Das gute an dieser Patti-Chiari-Sbrinz-Ausgabe vom Tessiner Fernsehen RSI ist nicht die gestiegene Prozentzahl, der wirkliche Wert liegt darin, dass sich in der Öffentlichkeit wieder ein kleines Stück mehr Bewusstsein und damit Wertschätzung für die heimischen Produkte und ihre Geschichte manifestierte. 
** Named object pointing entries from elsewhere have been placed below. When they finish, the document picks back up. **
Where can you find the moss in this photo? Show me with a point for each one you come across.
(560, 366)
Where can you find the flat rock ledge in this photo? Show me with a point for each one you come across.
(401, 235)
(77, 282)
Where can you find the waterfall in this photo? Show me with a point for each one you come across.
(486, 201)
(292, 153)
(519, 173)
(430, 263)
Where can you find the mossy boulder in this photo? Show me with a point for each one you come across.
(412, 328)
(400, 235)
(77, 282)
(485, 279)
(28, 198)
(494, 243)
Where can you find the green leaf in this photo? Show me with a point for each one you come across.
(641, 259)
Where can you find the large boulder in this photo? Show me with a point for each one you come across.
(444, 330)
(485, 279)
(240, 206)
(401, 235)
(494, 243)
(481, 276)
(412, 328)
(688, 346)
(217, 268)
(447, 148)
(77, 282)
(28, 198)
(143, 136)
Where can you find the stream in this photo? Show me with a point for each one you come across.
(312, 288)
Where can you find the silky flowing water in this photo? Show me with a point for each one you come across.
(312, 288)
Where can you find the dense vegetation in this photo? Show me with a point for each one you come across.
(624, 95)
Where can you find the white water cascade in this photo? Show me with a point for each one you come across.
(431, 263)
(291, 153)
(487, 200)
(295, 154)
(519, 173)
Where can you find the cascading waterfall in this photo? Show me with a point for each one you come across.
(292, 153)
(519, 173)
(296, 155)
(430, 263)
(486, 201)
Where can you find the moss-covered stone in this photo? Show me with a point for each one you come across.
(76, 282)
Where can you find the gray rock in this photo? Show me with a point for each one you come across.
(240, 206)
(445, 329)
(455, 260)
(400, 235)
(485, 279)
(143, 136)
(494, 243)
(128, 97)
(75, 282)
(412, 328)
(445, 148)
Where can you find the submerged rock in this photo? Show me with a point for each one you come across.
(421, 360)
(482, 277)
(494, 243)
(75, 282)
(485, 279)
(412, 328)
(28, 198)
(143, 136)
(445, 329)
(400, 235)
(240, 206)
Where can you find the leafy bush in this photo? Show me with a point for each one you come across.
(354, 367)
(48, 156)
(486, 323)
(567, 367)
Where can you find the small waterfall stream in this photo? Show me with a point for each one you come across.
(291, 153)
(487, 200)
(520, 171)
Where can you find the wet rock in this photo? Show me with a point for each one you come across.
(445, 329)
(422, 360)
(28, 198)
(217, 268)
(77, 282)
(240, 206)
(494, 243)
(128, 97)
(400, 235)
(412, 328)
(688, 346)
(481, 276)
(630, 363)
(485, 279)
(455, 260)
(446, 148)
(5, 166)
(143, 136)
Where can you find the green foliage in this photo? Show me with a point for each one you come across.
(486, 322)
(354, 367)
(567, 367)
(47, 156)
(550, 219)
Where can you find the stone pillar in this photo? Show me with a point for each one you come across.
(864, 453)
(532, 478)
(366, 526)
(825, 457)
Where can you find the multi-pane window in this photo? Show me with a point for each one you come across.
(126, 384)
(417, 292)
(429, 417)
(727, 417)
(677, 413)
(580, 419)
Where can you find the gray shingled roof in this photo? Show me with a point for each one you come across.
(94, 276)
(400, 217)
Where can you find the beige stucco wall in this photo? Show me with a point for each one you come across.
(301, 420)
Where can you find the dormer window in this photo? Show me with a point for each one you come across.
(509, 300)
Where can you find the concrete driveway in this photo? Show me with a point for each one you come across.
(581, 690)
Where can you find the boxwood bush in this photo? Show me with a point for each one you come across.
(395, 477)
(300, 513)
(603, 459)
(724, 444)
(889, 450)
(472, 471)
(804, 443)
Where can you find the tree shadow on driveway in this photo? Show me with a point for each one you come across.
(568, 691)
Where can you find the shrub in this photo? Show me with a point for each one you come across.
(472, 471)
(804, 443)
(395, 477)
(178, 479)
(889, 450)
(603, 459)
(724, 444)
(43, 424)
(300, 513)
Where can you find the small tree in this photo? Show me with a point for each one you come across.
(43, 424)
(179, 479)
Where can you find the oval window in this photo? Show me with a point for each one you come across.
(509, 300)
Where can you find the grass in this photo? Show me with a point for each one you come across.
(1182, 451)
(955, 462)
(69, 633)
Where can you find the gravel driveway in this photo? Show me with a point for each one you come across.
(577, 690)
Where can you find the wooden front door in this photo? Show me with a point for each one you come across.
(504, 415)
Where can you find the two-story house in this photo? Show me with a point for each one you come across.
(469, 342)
Geschichte? Schriftlich erwähnt wurde der Sbrinz ein erstes Mal als «Brientzer Käs» im Berner Staatsarchiv zwar «erst» 1530. Doch produziert wurde der wohl lange vorher. Die Entwicklung des alten Namens Spalenkäse geht auf die Säumer zurück, welche die Käselaibe in Fässern verpackt auf Pferderücken transportierten. Spalen kommt von Terminus Spalon, lat. Palus also Palisade, etwas, das mit Holzpfählen oder Brettern eingehagt ist. Der Käse aus der Innerschweiz wurde zuerst über den Brünig-Pass gebracht und in Brienz gesammelt, auf der Route über den Grimsel nach Domodossola gebracht wurde. Wurde also möglicherweise der Spalen-Käse zum «Prienser-Käs» der zu den «Jtaliänern» gebracht wurden?

Nun ja, der Parmesan war mit der Bezeichnung und der Erwähnung etwas früher dran, Giovanni Boccaccio erdichtete für seine Novellensammlung Decamarone, die um 1350 herauskam, einen Berg von geriebenem Parmesankäse, auf dem Menschen standen, die Makkaroni und Ravioli zubereiteten.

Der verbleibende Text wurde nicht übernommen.